同じ人間なのに、人間であることすら否定されている。
まさに、美しい平安時代の裏の顔を描いた物語だ。
「ああ。同じ病にかかり、片や医師に掛かって助かり、片や為す術もなく死ぬ。あまりに理不尽ではないか。多くの貴族は己だけが特別と思い込んでいる」
童から京人へ、貴族から盗賊へ
作中には、対比すべき2人の登場人物が出てくる。
それは、金太郎こと坂田金時と、袴垂(はかまだれ)こと藤原保輔だ。
金太郎はご存知の通り、足柄山で育ち、やがて渡辺綱と共に鬼を退治した武将である。
作中では山姥と呼ばれる、童の一派である。
袴垂は貴族として生まれながら、貴族からものを盗み、童たち貧しいものに分け与える、いわば義賊である。
金時は故郷を守るため、童から京人となった。
そして童を打倒すべく、動いている。
袴垂はれっきとした貴族だが、貴族の考え方に憤りを感じている。
自ら京人に蔑まれる技を身に着け、盗賊となり、保障された身分を捨てて追われる身となった。
金時は、自分の行いに疑問を抱きながら戦っている。
京人になったため、同胞を裏切ったという気持ちになってしまうのだ。
しかしそれを救ったのは、袴垂だった。
2人とも、強く優しい人物だ。
その行為も、方向性こそ真逆だが、どちらが間違っているとは言えないだろう。
金時の行為は、いずれ童が人として認められる一助になっただろうし、袴垂は、貧しい人に希望を与えた。
何より心を打たれるのが、金時に希望を与えた人物が袴垂だということだ。
他の誰でもない、ただの貴族でもない、金時と同じ世界を見ている「貴族」袴垂の言葉だから、金時の心に響いたのだろう。
「お主に真実を語るべく連れてきた。
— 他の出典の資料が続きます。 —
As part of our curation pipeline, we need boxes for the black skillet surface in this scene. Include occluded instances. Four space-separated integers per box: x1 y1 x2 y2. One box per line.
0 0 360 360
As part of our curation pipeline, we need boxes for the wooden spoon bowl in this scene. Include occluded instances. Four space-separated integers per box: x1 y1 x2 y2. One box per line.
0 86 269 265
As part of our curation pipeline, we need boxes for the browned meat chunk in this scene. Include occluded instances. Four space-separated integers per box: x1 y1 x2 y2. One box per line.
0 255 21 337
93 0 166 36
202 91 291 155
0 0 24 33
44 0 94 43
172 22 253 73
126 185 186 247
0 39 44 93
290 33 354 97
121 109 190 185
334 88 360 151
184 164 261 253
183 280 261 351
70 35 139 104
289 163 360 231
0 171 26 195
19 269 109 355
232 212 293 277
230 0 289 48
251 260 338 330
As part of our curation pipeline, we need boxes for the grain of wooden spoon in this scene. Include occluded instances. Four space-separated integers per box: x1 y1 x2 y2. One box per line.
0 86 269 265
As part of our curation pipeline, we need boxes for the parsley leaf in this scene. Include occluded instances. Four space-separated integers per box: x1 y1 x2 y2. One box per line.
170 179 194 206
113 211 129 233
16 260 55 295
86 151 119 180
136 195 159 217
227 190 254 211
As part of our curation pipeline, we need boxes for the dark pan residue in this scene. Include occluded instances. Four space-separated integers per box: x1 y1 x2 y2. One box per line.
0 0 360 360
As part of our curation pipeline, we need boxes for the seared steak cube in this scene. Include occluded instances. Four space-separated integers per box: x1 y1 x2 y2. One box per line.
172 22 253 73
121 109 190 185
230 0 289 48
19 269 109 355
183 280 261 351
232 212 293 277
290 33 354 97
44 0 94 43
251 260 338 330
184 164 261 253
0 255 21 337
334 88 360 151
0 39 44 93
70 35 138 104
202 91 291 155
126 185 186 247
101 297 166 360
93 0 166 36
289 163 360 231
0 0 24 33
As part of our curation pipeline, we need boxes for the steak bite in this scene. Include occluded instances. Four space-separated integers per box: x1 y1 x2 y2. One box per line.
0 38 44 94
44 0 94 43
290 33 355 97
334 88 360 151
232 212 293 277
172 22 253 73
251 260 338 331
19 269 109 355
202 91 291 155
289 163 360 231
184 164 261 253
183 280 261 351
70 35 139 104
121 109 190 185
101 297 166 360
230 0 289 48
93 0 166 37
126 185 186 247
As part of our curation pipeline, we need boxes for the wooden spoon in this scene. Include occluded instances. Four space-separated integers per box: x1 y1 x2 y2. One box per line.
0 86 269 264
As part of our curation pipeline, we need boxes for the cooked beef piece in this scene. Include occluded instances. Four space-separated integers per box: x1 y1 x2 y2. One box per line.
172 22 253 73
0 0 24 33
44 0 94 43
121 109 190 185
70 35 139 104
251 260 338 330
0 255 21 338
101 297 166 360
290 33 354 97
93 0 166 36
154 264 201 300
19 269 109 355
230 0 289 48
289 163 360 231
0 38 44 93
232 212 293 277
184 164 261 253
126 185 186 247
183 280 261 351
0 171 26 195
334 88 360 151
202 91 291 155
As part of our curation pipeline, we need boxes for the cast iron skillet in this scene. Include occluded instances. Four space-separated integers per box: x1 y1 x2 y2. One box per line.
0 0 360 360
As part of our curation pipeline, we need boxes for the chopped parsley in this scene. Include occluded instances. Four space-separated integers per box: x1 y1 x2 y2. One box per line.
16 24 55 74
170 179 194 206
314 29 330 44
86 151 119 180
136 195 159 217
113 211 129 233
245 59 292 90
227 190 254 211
彼の御方が最後に放った言の葉で救われ、今の私がある」
酒呑童子
主人公・桜暁丸は成長した後、「酒呑童子」と呼ばれることになる。
たったこれだけで、主人公達の未来は分かってしまう。
鬼は人に恐怖を振りまくが、「人」に打ち取られる運命なのだ。
昔話と違うことは、酒呑童子に桜暁丸という、人間の人格が与えられていること。
ただ鬼を退治する物語ではなく、「虐げる人間VS虐げられる人間」の形が出来上がっている。
主人公はあくまで鬼側であり、現在の価値観からすると間違ったことは主張していない。
彼らが求めているのは、差別や支配からの「自由」なのである。
ただ悪者を退治する、というカタルシスを得ることはできない。
それでも、読み終わった後に感じるのは、悲しさやむなしさではなく、「達成感」だった。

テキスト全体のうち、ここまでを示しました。